Florida Healthy Kids Corporation, which oversees the insurance program for the state, said in a May letter to federal health officials it had recouped the bulk of the funds from the insurers and returned most of the $2 million federal share to the state.

AHCA told The Associated Press it had repaid federal health officials all but $25,000 and was in the process of returning the last chunk. A spokeswoman also said Florida Healthy Kids Corporation had improved oversight, but declined to elaborate.

The report comes a month after Gov. Rick Scott signed a law putting the state's nearly 3 million Medicaid patients into the hands of private health companies. Patients and doctors complained they couldn't get appointments and were denied medications during a problematic pilot program in five counties.

The latest oversight has critics questioning whether AHCA is equipped to ensure for-profit companies are not lining their pockets with state funds instead of spending it on patient care.

"The job of government is to oversee services that the private sector cannot provide, not to enable private companies to run to the bank with a quarter of the taxpayers' money," said Rep. Elaine Schwartz, a Democrat from Hollywood.

It's not the first time the children's health program has had trouble.

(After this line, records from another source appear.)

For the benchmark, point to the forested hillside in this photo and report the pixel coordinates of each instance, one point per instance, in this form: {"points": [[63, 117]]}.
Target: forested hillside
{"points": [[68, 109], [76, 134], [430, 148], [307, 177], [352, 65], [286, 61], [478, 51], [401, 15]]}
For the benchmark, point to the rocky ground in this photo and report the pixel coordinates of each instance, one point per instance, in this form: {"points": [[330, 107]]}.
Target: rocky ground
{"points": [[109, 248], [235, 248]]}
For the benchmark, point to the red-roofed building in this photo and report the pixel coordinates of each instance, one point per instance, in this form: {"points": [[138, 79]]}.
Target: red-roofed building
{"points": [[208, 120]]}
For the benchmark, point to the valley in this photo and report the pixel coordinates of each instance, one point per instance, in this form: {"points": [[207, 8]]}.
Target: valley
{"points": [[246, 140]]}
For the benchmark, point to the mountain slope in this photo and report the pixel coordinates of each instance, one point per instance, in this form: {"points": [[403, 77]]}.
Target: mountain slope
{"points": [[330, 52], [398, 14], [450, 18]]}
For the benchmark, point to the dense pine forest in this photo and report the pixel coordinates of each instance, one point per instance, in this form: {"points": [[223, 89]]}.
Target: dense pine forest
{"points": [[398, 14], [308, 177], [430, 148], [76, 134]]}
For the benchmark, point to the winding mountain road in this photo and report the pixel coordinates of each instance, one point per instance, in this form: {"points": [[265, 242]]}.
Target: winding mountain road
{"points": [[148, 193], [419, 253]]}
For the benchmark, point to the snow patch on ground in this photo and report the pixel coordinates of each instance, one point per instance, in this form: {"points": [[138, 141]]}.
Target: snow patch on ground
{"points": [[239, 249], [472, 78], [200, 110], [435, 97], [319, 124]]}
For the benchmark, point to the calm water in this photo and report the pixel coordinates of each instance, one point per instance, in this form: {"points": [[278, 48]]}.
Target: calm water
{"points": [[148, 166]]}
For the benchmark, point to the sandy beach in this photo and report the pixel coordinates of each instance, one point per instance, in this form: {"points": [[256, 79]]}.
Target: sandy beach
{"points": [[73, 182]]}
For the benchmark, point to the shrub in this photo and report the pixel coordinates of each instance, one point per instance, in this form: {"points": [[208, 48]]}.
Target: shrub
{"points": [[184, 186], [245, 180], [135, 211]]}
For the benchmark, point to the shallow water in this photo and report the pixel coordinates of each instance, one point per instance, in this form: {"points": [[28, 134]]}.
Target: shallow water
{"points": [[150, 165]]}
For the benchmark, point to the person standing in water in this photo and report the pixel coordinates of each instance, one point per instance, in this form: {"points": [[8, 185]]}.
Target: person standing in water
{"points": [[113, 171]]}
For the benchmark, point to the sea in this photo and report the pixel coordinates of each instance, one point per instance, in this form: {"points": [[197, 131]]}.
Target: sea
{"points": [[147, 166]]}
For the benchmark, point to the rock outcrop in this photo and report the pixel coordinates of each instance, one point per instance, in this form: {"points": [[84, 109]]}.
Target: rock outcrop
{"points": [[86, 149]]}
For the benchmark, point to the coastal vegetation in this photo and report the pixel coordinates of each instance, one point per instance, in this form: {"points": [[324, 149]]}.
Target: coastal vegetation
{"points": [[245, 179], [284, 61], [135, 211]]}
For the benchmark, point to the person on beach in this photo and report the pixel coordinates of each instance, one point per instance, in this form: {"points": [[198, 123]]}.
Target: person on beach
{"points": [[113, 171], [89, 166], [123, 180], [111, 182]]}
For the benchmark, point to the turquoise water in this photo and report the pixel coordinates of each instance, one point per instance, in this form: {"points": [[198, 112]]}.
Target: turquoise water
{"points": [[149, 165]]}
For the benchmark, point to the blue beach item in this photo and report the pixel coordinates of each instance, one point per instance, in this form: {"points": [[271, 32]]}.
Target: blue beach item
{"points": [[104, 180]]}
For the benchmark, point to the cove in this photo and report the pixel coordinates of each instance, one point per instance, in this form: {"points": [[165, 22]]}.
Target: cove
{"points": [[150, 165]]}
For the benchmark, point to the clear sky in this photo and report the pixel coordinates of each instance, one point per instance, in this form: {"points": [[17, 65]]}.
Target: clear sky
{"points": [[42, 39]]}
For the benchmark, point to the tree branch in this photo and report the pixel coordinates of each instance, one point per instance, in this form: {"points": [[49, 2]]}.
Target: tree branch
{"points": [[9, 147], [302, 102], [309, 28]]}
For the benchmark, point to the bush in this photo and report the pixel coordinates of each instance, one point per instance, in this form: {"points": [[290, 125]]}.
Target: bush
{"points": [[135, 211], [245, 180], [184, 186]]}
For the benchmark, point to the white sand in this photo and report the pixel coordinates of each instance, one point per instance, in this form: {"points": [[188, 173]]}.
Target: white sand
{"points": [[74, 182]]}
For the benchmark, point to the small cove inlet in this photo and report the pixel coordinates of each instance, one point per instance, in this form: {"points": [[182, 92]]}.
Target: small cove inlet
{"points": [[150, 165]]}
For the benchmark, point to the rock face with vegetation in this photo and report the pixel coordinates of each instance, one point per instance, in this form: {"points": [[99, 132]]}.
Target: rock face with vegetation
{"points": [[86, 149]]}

Tampa-based WellCare Health Plans Inc. was charged with engaging in an elaborate scheme to defraud the Florida Medicaid program and Florida Healthy Kids Corporation of about $40 million. WellCare avoided criminal prosecution after agreeing to pay $80 million in restitution in 2009.

"AHCA will have its work cut out to monitor the activities of health plans all over the state," said Laura Goodhue, head of patient advocacy group Florida CHAIN.